“Lift every voice, and sing till Earth and Heaven ring, ring with the harmonies of liberty,” resounded the voice of young Sala Zake to an audience in the pews of Beulah Baptist Church on Wednesday. The song was “Lift Every Voice and Sing” – otherwise known as the “Negro National Anthem” – and it was the kickoff to the USF Institute on Black Life’s (IBL) spring symposium.
USF staff and students gathered at Beulah in downtown Tampa on Wednesday morning for what IBL director Cheryl Rodriguez called a celebration of public history for both academic and community members.
“This (symposium) is our attempt to celebrate and acknowledge social history, but also underscore its importance to the past, present and future,” she said.
The symposium pulled together students, professors and community members to share stories and discuss Tampa’s rich history of black culture and communities. Memory, Rodriguez said, is an integral part of understanding and preserving history and culture.
“Experts are those who are well-grounded in their histories,” she said. “We thought a community program should be held in the community.”
Beulah is a cornerstone of black history in Tampa.
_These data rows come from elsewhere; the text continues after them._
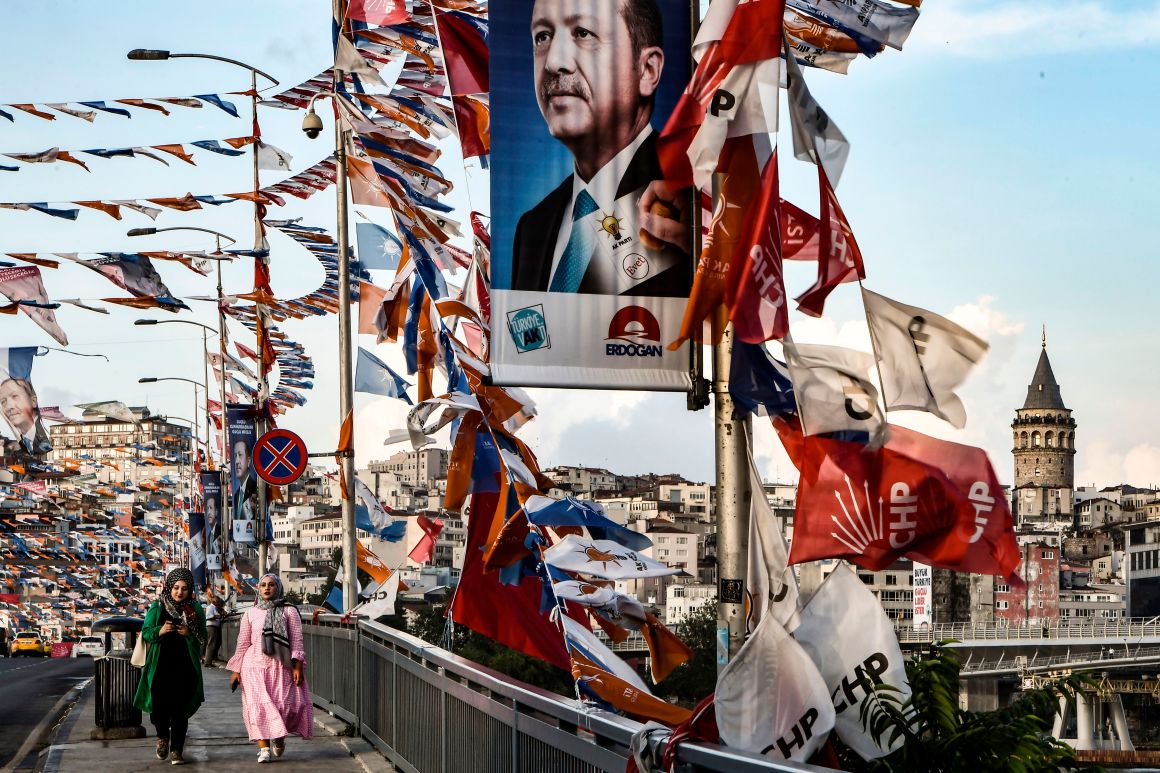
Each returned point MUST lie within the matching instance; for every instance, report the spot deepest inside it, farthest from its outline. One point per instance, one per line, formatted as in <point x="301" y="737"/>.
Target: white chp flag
<point x="922" y="356"/>
<point x="770" y="699"/>
<point x="273" y="158"/>
<point x="381" y="598"/>
<point x="817" y="139"/>
<point x="833" y="390"/>
<point x="603" y="558"/>
<point x="770" y="579"/>
<point x="853" y="643"/>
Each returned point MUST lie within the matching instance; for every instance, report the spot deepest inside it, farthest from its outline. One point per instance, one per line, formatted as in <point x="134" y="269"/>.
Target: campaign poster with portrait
<point x="243" y="434"/>
<point x="23" y="428"/>
<point x="211" y="504"/>
<point x="592" y="253"/>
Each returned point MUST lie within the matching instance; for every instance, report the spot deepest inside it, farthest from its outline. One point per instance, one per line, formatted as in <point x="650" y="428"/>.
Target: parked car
<point x="29" y="643"/>
<point x="88" y="647"/>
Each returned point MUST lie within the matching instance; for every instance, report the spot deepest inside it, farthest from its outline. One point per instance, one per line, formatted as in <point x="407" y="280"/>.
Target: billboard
<point x="592" y="253"/>
<point x="243" y="434"/>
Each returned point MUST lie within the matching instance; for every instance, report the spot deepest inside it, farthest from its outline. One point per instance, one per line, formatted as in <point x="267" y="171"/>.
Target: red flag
<point x="839" y="258"/>
<point x="425" y="548"/>
<point x="756" y="296"/>
<point x="916" y="497"/>
<point x="464" y="53"/>
<point x="508" y="614"/>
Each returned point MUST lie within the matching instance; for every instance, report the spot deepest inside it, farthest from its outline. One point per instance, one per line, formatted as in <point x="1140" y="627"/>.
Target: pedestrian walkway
<point x="217" y="741"/>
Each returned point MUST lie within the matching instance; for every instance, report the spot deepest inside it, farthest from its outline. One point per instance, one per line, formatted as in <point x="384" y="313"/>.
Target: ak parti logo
<point x="635" y="327"/>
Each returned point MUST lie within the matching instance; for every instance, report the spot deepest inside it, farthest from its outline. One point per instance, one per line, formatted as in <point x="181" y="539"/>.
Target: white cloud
<point x="1005" y="29"/>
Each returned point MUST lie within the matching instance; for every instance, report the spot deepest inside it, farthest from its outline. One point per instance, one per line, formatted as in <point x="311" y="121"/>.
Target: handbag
<point x="140" y="650"/>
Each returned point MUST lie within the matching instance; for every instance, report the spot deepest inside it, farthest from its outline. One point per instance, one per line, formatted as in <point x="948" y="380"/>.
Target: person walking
<point x="214" y="613"/>
<point x="268" y="664"/>
<point x="171" y="686"/>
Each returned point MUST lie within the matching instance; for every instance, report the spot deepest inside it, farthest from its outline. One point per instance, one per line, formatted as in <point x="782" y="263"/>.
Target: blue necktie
<point x="578" y="252"/>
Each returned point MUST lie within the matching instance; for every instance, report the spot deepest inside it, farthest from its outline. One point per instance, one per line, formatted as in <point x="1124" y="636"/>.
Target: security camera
<point x="312" y="124"/>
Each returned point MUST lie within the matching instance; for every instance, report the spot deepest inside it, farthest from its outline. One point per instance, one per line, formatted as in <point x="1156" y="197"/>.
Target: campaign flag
<point x="770" y="699"/>
<point x="852" y="641"/>
<point x="196" y="542"/>
<point x="243" y="433"/>
<point x="23" y="284"/>
<point x="376" y="377"/>
<point x="570" y="511"/>
<point x="833" y="389"/>
<point x="377" y="246"/>
<point x="759" y="308"/>
<point x="921" y="356"/>
<point x="371" y="515"/>
<point x="425" y="548"/>
<point x="19" y="403"/>
<point x="603" y="558"/>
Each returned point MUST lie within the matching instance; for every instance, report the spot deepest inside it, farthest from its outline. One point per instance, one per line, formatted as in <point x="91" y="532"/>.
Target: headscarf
<point x="275" y="638"/>
<point x="185" y="612"/>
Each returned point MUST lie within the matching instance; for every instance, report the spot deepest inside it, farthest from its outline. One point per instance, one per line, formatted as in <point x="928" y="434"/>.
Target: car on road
<point x="88" y="647"/>
<point x="29" y="643"/>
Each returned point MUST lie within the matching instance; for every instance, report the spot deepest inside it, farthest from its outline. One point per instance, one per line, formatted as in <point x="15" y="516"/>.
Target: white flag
<point x="603" y="558"/>
<point x="833" y="390"/>
<point x="853" y="643"/>
<point x="773" y="586"/>
<point x="922" y="356"/>
<point x="273" y="158"/>
<point x="770" y="699"/>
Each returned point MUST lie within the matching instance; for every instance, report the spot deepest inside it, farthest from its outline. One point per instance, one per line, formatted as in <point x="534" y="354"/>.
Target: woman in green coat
<point x="171" y="688"/>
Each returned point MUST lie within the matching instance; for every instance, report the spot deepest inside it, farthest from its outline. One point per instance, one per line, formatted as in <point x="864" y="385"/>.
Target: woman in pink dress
<point x="268" y="663"/>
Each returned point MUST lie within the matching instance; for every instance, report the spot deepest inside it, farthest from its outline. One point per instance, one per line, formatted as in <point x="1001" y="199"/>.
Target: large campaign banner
<point x="211" y="504"/>
<point x="22" y="430"/>
<point x="592" y="253"/>
<point x="243" y="434"/>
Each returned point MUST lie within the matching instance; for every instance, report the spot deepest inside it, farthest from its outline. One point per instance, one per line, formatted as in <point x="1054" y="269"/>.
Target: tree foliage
<point x="940" y="737"/>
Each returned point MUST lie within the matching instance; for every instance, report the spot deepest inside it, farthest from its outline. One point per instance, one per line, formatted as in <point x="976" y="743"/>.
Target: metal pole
<point x="733" y="500"/>
<point x="346" y="381"/>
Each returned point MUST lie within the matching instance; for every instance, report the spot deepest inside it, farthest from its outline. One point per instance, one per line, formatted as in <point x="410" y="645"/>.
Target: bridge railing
<point x="428" y="710"/>
<point x="1111" y="628"/>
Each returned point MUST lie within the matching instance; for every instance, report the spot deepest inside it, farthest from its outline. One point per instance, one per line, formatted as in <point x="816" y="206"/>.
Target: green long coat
<point x="150" y="631"/>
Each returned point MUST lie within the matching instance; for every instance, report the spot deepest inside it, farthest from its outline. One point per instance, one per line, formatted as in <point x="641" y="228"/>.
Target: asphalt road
<point x="29" y="688"/>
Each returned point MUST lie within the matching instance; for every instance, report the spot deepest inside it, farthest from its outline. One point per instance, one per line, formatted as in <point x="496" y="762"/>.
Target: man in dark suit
<point x="613" y="226"/>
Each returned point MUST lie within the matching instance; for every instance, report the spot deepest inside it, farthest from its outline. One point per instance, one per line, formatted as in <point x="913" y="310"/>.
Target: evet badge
<point x="633" y="325"/>
<point x="529" y="329"/>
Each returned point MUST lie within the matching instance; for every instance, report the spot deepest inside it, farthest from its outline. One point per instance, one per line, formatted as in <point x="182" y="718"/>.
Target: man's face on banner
<point x="19" y="405"/>
<point x="588" y="79"/>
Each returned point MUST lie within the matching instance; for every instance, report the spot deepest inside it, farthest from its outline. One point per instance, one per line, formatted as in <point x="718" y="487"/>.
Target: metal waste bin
<point x="115" y="680"/>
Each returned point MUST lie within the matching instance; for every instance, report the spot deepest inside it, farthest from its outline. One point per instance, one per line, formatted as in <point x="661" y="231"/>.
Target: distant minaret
<point x="1044" y="447"/>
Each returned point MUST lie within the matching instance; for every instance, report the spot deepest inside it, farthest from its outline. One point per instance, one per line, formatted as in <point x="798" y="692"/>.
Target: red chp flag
<point x="916" y="497"/>
<point x="758" y="295"/>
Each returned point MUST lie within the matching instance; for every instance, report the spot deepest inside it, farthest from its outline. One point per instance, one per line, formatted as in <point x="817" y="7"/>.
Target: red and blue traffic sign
<point x="280" y="457"/>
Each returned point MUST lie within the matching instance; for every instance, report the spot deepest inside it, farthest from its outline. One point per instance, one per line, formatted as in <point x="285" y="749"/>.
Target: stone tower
<point x="1044" y="449"/>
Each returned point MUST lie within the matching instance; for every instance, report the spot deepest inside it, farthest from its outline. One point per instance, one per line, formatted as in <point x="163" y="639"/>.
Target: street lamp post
<point x="311" y="124"/>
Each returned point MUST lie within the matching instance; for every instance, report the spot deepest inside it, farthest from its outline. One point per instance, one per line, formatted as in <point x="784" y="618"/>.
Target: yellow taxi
<point x="29" y="643"/>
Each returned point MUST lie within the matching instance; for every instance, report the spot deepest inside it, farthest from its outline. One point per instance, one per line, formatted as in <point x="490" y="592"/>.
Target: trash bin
<point x="115" y="680"/>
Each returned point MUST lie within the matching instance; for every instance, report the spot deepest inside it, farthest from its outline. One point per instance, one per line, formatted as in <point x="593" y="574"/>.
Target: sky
<point x="1001" y="172"/>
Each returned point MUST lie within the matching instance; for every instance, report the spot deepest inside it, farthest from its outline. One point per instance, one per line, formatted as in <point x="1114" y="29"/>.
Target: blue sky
<point x="1001" y="170"/>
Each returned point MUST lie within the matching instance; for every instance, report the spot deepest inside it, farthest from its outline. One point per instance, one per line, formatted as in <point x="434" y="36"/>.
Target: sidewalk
<point x="217" y="741"/>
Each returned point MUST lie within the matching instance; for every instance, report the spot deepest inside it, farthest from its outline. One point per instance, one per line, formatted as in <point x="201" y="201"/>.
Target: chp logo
<point x="529" y="329"/>
<point x="633" y="325"/>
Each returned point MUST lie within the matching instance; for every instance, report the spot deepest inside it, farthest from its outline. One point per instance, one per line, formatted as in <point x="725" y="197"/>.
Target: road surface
<point x="29" y="688"/>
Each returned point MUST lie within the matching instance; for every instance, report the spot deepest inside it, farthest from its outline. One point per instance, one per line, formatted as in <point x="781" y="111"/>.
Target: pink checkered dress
<point x="272" y="705"/>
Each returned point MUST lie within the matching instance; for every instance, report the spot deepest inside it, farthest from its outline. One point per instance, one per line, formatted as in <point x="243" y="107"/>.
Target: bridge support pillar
<point x="1082" y="722"/>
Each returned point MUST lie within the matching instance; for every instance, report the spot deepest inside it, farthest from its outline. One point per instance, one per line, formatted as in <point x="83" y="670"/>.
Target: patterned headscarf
<point x="275" y="638"/>
<point x="185" y="612"/>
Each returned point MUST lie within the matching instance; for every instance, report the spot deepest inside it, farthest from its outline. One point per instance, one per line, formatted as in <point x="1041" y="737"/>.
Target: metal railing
<point x="966" y="633"/>
<point x="428" y="710"/>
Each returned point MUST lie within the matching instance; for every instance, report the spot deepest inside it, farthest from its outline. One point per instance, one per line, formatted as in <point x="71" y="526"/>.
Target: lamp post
<point x="312" y="124"/>
<point x="263" y="389"/>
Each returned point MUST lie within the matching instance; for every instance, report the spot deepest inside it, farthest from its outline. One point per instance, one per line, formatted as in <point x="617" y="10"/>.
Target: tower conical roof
<point x="1043" y="392"/>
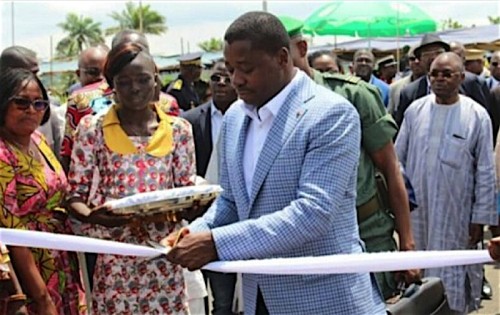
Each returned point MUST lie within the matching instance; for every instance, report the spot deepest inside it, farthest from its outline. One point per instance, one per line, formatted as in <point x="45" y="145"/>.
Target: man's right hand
<point x="102" y="215"/>
<point x="45" y="306"/>
<point x="494" y="248"/>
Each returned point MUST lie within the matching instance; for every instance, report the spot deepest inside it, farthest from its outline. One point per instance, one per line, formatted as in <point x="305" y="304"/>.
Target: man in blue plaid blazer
<point x="288" y="169"/>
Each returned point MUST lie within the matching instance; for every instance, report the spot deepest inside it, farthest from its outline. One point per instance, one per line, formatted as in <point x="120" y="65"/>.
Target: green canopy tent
<point x="370" y="19"/>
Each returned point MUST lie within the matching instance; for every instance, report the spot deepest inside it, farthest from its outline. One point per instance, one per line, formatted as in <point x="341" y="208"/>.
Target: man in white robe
<point x="445" y="145"/>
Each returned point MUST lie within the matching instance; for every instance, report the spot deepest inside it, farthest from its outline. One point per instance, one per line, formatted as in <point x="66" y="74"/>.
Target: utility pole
<point x="140" y="17"/>
<point x="12" y="21"/>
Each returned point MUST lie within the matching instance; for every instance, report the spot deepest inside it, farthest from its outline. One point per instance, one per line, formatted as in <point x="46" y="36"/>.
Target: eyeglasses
<point x="445" y="73"/>
<point x="92" y="71"/>
<point x="432" y="53"/>
<point x="25" y="103"/>
<point x="216" y="78"/>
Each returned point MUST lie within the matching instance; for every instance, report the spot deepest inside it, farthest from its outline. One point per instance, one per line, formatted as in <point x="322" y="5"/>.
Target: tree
<point x="494" y="19"/>
<point x="450" y="24"/>
<point x="213" y="44"/>
<point x="131" y="18"/>
<point x="82" y="32"/>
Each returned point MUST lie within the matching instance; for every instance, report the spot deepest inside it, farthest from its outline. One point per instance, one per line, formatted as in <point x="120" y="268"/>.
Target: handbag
<point x="12" y="299"/>
<point x="426" y="298"/>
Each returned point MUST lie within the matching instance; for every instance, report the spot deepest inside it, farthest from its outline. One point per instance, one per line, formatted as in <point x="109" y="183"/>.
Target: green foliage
<point x="59" y="83"/>
<point x="494" y="19"/>
<point x="212" y="45"/>
<point x="450" y="24"/>
<point x="82" y="32"/>
<point x="130" y="18"/>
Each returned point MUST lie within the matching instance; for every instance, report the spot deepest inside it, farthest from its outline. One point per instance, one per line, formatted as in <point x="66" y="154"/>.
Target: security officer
<point x="188" y="89"/>
<point x="379" y="213"/>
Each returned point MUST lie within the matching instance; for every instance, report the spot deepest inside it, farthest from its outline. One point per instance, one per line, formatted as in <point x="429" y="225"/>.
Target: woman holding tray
<point x="32" y="185"/>
<point x="134" y="148"/>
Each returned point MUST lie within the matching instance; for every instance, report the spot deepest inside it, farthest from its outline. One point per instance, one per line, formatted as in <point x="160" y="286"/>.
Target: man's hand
<point x="193" y="251"/>
<point x="408" y="276"/>
<point x="494" y="248"/>
<point x="195" y="211"/>
<point x="475" y="234"/>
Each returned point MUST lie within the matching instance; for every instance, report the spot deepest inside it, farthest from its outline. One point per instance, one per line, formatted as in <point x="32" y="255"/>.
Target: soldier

The second-oldest black church in town, Beulah was founded in 1865 – right on the heels of the Emancipation Proclamation – and it seemed like the perfect place to examine Tampa’s black history, Rodriguez said.
Provost Ralph Wilcox said he has attended the symposium every year he has been at USF and commended Rodriguez’s “great wisdom” in bringing the event to the public. Though he grew up in England, Wilcox said the history and plight of blacks in America are deeply important to him.
“The stages of the struggle for civil rights in the U.S. were emblazoned night after night on the news in Britain,” he said. “Most certainly there has been progress. But should we stop? I think not.”